Saturday 2 June 2012

The Grad Ball

I attended the Graduation Ball tonight at the Marriott Hotel in Leeds. All the students had scrubbed up well and looked very elegant. I said grace at the beginning of the meal. One hundred and fifty students were suitably silent as I said an impromptu prayer, thanking God for the three years which had gone and asking for his blessing upon the graduates as they moved on. There was a loud whoop at the end and a round of applause. The Catholic Women's League never used to behave like this when I was in parish ministry.
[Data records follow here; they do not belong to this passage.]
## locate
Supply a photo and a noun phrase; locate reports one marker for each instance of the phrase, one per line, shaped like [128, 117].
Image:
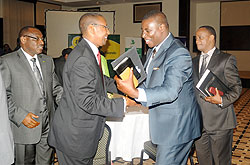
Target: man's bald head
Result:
[88, 19]
[158, 16]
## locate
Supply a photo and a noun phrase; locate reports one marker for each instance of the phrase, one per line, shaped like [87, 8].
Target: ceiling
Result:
[76, 3]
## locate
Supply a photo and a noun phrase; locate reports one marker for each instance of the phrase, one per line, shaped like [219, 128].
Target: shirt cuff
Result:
[142, 95]
[221, 102]
[124, 107]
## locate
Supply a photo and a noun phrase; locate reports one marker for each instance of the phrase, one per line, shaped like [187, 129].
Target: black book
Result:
[208, 82]
[123, 64]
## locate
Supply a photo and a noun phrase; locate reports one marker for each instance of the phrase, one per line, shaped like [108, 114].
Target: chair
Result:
[103, 156]
[150, 149]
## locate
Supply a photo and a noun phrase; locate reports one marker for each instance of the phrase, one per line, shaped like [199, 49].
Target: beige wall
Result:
[237, 14]
[1, 8]
[124, 18]
[16, 14]
[40, 11]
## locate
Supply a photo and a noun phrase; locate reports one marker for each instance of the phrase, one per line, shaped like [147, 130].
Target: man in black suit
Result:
[59, 63]
[31, 86]
[215, 144]
[79, 120]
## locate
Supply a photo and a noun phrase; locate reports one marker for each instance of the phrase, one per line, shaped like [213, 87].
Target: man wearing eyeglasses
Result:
[79, 120]
[31, 86]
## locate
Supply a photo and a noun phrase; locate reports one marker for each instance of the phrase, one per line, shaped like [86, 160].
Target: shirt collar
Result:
[28, 56]
[158, 46]
[92, 46]
[210, 52]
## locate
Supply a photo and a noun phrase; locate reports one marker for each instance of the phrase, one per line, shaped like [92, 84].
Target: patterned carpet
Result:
[241, 138]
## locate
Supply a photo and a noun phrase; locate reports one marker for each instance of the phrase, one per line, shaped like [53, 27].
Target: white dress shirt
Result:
[29, 57]
[142, 94]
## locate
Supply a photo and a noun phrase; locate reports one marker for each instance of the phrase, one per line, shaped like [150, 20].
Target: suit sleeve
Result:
[234, 83]
[177, 70]
[16, 114]
[110, 84]
[88, 91]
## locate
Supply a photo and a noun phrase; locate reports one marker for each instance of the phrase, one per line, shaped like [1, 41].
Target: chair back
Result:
[102, 153]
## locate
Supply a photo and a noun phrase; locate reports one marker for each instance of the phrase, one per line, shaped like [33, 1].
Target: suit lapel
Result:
[159, 57]
[214, 61]
[43, 70]
[196, 66]
[84, 44]
[28, 69]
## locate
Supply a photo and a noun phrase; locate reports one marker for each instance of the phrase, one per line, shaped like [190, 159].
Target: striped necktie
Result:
[204, 64]
[38, 75]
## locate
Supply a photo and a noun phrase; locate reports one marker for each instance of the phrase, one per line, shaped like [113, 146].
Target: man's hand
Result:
[29, 122]
[216, 99]
[130, 102]
[127, 86]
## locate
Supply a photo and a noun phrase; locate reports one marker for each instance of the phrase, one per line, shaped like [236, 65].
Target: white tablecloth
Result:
[128, 135]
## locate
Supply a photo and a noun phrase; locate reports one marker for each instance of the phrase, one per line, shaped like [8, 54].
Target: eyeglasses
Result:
[106, 27]
[35, 38]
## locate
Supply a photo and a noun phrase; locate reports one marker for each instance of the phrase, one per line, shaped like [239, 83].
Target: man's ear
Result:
[211, 37]
[23, 39]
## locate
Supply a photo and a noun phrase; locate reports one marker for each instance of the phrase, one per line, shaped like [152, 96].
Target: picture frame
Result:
[139, 10]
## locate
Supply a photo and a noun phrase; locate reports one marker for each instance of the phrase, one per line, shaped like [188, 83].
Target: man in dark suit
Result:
[215, 144]
[31, 86]
[79, 120]
[6, 138]
[59, 63]
[174, 118]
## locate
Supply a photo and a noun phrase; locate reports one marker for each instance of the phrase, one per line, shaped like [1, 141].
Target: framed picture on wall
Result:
[139, 10]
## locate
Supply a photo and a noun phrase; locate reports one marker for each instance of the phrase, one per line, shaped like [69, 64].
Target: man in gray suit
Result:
[79, 121]
[31, 86]
[174, 118]
[215, 144]
[6, 138]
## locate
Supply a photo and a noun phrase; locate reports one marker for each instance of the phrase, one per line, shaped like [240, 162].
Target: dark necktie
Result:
[37, 75]
[154, 52]
[204, 64]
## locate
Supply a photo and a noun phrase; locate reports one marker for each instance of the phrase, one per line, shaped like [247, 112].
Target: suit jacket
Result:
[79, 120]
[24, 94]
[6, 138]
[224, 66]
[174, 116]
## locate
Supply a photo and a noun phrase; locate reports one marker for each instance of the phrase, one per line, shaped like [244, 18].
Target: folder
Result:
[123, 64]
[208, 82]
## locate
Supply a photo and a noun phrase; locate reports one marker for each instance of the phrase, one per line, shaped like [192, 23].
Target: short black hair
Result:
[66, 51]
[210, 29]
[25, 29]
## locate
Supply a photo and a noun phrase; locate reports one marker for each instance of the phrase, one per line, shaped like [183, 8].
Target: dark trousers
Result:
[214, 147]
[174, 155]
[64, 159]
[39, 153]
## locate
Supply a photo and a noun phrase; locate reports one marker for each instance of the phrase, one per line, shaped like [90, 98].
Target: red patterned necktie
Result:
[100, 63]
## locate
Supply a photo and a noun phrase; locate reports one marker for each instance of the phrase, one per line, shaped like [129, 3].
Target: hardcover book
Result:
[125, 62]
[208, 82]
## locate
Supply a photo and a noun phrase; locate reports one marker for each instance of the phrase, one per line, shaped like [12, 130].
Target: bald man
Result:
[215, 144]
[79, 120]
[168, 92]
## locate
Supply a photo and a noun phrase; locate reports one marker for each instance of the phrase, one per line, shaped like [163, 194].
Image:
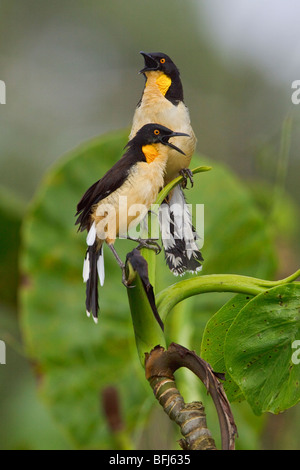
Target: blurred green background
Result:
[70, 70]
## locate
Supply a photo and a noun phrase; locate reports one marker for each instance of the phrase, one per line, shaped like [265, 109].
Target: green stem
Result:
[176, 293]
[148, 333]
[165, 191]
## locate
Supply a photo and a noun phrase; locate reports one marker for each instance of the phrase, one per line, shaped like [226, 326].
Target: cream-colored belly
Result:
[127, 206]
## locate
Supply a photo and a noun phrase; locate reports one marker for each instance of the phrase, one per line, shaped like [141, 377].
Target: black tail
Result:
[179, 236]
[91, 260]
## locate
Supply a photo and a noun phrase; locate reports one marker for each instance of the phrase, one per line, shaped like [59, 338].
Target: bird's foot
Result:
[149, 243]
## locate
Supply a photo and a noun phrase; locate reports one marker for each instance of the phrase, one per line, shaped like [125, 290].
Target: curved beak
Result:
[165, 140]
[150, 63]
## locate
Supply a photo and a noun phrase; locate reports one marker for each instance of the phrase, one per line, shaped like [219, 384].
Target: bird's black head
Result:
[159, 61]
[157, 134]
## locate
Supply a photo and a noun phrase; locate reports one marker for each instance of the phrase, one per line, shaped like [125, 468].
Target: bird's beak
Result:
[174, 134]
[150, 63]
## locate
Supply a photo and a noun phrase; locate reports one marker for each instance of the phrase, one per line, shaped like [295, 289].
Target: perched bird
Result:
[162, 102]
[121, 199]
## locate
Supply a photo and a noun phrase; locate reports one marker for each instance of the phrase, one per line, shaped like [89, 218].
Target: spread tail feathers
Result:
[179, 237]
[93, 267]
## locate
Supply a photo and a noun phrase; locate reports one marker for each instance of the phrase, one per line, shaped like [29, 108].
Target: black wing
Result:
[110, 182]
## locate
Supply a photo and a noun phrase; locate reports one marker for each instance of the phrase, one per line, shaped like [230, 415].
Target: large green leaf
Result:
[212, 347]
[259, 349]
[76, 359]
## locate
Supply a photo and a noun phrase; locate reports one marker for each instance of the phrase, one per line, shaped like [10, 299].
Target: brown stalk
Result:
[160, 366]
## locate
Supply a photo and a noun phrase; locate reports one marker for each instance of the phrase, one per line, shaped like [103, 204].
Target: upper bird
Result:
[121, 199]
[163, 102]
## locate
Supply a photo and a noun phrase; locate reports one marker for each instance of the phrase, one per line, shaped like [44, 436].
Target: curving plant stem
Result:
[160, 367]
[172, 295]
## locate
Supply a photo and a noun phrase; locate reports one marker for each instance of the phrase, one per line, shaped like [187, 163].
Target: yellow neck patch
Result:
[159, 79]
[163, 82]
[150, 152]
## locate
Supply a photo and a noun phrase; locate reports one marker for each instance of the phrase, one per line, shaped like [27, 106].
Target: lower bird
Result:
[121, 199]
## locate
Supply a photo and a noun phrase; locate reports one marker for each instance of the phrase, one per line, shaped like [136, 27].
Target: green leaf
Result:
[77, 359]
[11, 211]
[258, 349]
[213, 341]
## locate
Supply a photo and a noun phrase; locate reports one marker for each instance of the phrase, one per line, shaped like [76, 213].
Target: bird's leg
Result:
[121, 264]
[146, 243]
[186, 173]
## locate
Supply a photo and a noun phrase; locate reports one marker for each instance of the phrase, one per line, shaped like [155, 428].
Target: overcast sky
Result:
[266, 31]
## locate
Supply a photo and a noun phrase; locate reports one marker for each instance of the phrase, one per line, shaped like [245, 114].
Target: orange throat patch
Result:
[150, 152]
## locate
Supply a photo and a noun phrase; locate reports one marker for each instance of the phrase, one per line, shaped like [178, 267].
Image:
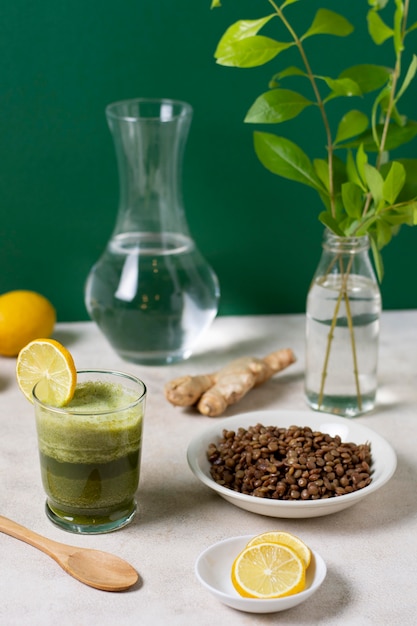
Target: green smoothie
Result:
[90, 453]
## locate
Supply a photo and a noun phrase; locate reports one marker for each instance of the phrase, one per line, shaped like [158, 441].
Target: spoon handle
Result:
[52, 548]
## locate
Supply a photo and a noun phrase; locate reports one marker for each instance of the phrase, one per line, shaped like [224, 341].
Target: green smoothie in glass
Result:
[90, 452]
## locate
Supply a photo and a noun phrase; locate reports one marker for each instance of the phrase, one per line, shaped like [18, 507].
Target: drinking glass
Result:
[90, 452]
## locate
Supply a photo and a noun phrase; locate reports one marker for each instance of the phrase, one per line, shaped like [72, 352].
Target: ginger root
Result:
[213, 393]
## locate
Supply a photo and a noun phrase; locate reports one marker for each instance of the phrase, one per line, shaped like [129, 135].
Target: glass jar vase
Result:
[151, 293]
[342, 329]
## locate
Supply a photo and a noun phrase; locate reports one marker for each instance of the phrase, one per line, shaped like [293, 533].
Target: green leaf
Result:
[241, 30]
[322, 170]
[352, 124]
[377, 28]
[398, 26]
[368, 77]
[284, 158]
[394, 182]
[235, 50]
[328, 22]
[276, 106]
[352, 197]
[409, 190]
[411, 72]
[250, 52]
[383, 233]
[397, 136]
[375, 184]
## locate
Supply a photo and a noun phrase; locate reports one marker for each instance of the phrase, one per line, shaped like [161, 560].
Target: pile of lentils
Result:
[292, 463]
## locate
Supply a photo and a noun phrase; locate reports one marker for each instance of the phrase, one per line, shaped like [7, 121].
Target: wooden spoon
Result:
[92, 567]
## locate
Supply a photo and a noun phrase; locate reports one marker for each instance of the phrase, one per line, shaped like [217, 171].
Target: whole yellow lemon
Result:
[24, 316]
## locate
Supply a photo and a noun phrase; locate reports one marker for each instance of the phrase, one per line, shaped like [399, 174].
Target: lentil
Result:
[292, 463]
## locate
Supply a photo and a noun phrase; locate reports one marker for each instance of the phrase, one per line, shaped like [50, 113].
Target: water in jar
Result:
[152, 295]
[337, 388]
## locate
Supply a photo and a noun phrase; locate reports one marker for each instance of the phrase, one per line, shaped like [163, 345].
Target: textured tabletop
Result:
[370, 549]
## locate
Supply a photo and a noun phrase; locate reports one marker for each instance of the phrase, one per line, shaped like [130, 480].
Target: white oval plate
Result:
[384, 461]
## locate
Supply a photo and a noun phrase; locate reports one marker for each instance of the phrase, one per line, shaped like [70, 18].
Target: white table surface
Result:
[370, 549]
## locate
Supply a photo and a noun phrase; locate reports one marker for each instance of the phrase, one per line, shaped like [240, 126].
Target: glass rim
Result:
[66, 410]
[113, 109]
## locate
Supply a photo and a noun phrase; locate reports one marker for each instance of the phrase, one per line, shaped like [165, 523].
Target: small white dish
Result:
[214, 566]
[384, 461]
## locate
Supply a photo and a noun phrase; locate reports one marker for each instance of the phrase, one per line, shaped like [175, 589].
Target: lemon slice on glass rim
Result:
[49, 365]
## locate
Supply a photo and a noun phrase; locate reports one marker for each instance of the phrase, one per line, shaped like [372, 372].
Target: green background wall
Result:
[62, 62]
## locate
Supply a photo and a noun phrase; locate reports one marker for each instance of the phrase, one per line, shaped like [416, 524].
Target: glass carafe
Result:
[151, 293]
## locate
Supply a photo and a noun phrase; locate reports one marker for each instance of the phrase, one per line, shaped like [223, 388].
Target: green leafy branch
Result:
[360, 195]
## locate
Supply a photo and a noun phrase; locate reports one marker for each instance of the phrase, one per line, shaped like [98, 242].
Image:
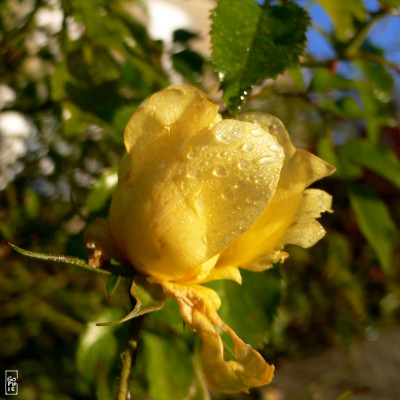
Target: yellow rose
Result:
[198, 197]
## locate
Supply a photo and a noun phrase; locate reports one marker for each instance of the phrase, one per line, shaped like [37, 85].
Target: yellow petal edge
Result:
[197, 198]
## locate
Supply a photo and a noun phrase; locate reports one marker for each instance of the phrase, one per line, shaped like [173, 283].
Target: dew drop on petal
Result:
[193, 174]
[243, 164]
[248, 147]
[192, 154]
[266, 159]
[220, 170]
[226, 135]
[257, 132]
[275, 147]
[227, 194]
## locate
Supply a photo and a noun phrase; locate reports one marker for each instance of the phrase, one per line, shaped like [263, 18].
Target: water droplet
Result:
[193, 174]
[257, 132]
[248, 147]
[227, 194]
[275, 147]
[192, 154]
[220, 170]
[266, 159]
[243, 164]
[226, 135]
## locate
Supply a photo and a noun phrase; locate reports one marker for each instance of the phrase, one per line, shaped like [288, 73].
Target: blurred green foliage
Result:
[71, 74]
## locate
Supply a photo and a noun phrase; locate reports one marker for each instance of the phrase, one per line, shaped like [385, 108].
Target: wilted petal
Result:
[193, 186]
[198, 306]
[290, 208]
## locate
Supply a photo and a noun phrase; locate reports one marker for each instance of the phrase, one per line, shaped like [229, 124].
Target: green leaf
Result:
[77, 262]
[250, 43]
[251, 307]
[343, 15]
[376, 158]
[375, 223]
[102, 190]
[149, 297]
[169, 368]
[112, 284]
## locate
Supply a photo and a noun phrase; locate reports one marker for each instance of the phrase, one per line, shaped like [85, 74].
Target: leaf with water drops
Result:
[250, 43]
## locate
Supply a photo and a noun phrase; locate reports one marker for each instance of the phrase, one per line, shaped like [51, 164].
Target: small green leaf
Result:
[102, 190]
[169, 368]
[57, 258]
[343, 15]
[375, 223]
[376, 158]
[97, 348]
[250, 43]
[251, 307]
[78, 262]
[149, 297]
[112, 284]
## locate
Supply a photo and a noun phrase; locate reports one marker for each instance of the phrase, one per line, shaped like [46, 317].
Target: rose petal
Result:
[289, 209]
[193, 186]
[198, 306]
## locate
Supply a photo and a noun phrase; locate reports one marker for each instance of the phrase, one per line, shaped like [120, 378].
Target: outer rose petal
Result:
[190, 185]
[290, 216]
[198, 306]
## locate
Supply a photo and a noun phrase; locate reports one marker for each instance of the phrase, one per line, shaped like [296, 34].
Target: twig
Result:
[128, 358]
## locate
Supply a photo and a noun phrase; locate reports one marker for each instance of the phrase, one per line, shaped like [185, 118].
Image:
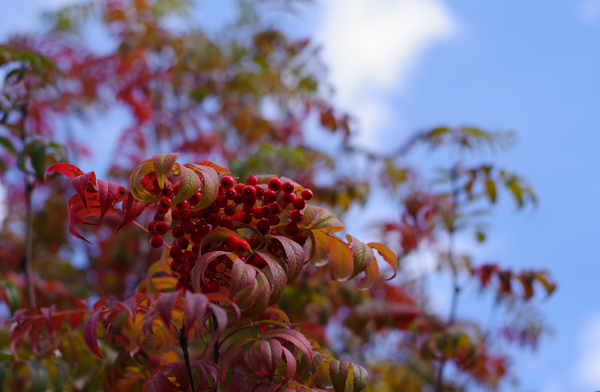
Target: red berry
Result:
[287, 198]
[288, 187]
[231, 242]
[183, 243]
[214, 219]
[270, 196]
[245, 218]
[177, 231]
[221, 201]
[291, 229]
[299, 203]
[227, 223]
[274, 219]
[176, 214]
[227, 182]
[195, 198]
[241, 246]
[274, 184]
[189, 227]
[257, 213]
[274, 207]
[252, 180]
[165, 201]
[156, 241]
[213, 286]
[175, 252]
[263, 226]
[230, 194]
[229, 210]
[249, 192]
[297, 216]
[306, 194]
[204, 230]
[238, 188]
[161, 228]
[196, 237]
[260, 191]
As the evening continued and I tucked into my goats cheese pastry, it being Friday (thanks a lot bishops), I looked round the room feeling rather fatherly and recalled moments I had shared with these smashing young people: a Chaplaincy walk in the Dales when I first conversed with that particular woman; the time when another young woman zipped through the trees on a pulley on a "Go Ape" adventure, screaming joyfully; the time when I joined two students, a young man and a young woman, dancing in the aisle in the Alhambra Theatre at a "Mama Mia" Abba-tribute concert - one of them has just got a teaching job, the other is still looking. It's a hard world out there. I hope everybody is going to be all right. Congratulations to Marcus Myrie, the Students' Union Vice-President, for organising a very good evening. He very kindly gave free tickets to me and Dominica Richmond, the Chaplaincy Administrator. Here I am with three of Leeds Trinity's finest: Max, Chris and Luke.